Russia’s central bank announced steps on Monday aimed at preventing investors from “unfriendly” countries from taking advantage of plans to allow those from “friendly” nations to resume trading on the Moscow stock market.
The Moscow Exchange said on Friday it would allow clients from “friendly” jurisdictions – or those that have not imposed sanctions against Russia over its actions in Ukraine – to start trading after an almost six-month hiatus.
But it later said this would apply only to the derivatives market, not the main stock market, and did not say when the wider access would be permitted.

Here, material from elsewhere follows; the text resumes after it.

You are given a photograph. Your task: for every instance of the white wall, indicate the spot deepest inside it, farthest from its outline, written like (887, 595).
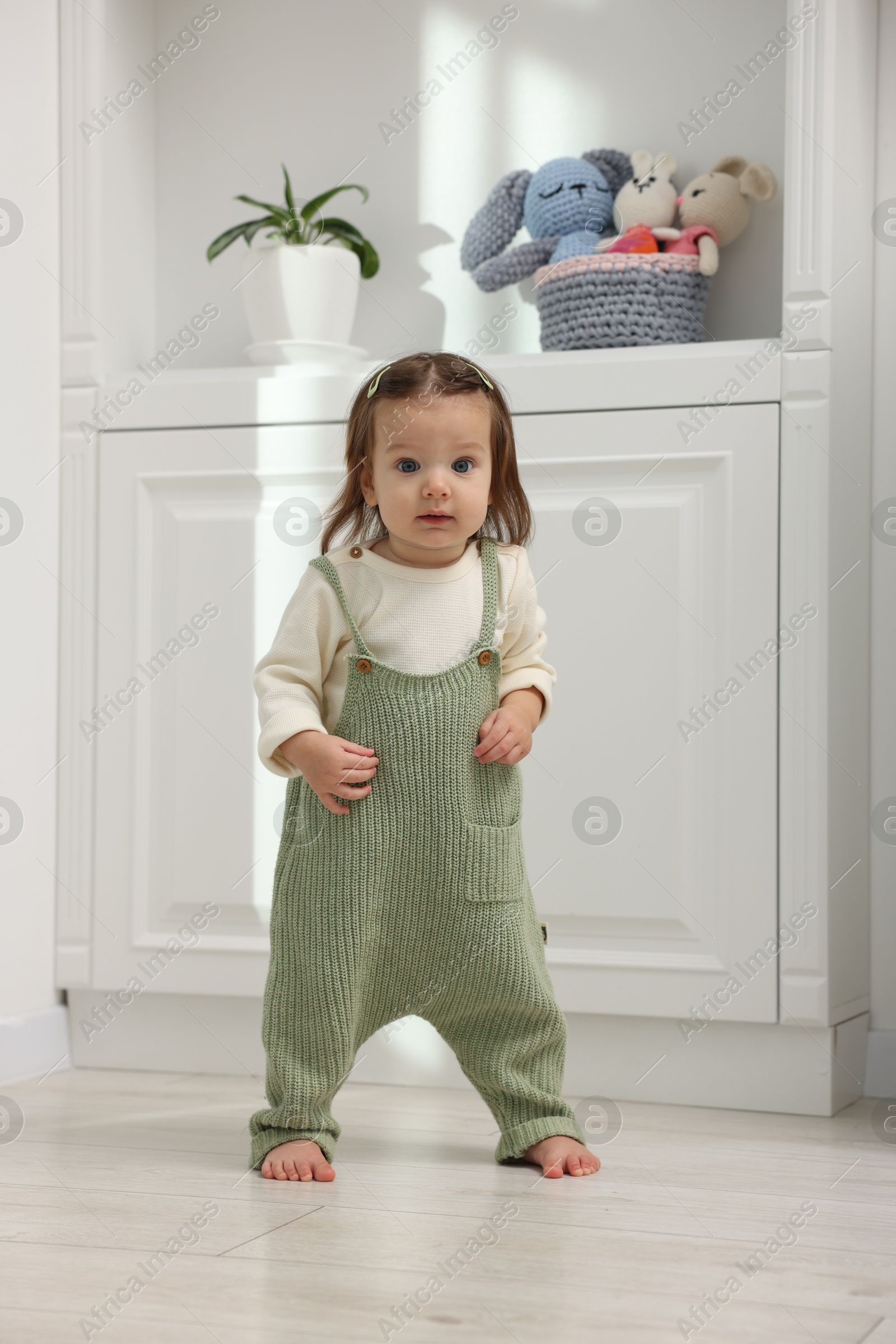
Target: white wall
(881, 1050)
(311, 83)
(31, 1025)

Analysts said the delay was partly due to concerns that investors from the European Union, United States and Britain – which are currently banned from trading in Moscow – might be able to use the resumption of trading by “friendly” nations as a back-door to offload any Russian stocks they still hold.
The central bank said on Monday it was blocking Russian depositories and registrars from executing transactions with securities received from foreign counterparts – including from “friendly” countries – for six months.
The regulator said it had seen brokers offering the option to purchase securities from non-residents in foreign jurisdictions and then transfer the assets to a Russian depository – a move which it described as risky and with “no guarantee of obtaining the expected financial result”.
Western sanctions have severely restricted Russians’ access to global stock markets, while countermeasures from Moscow have also blocked most foreigners from buying and selling Russian shares.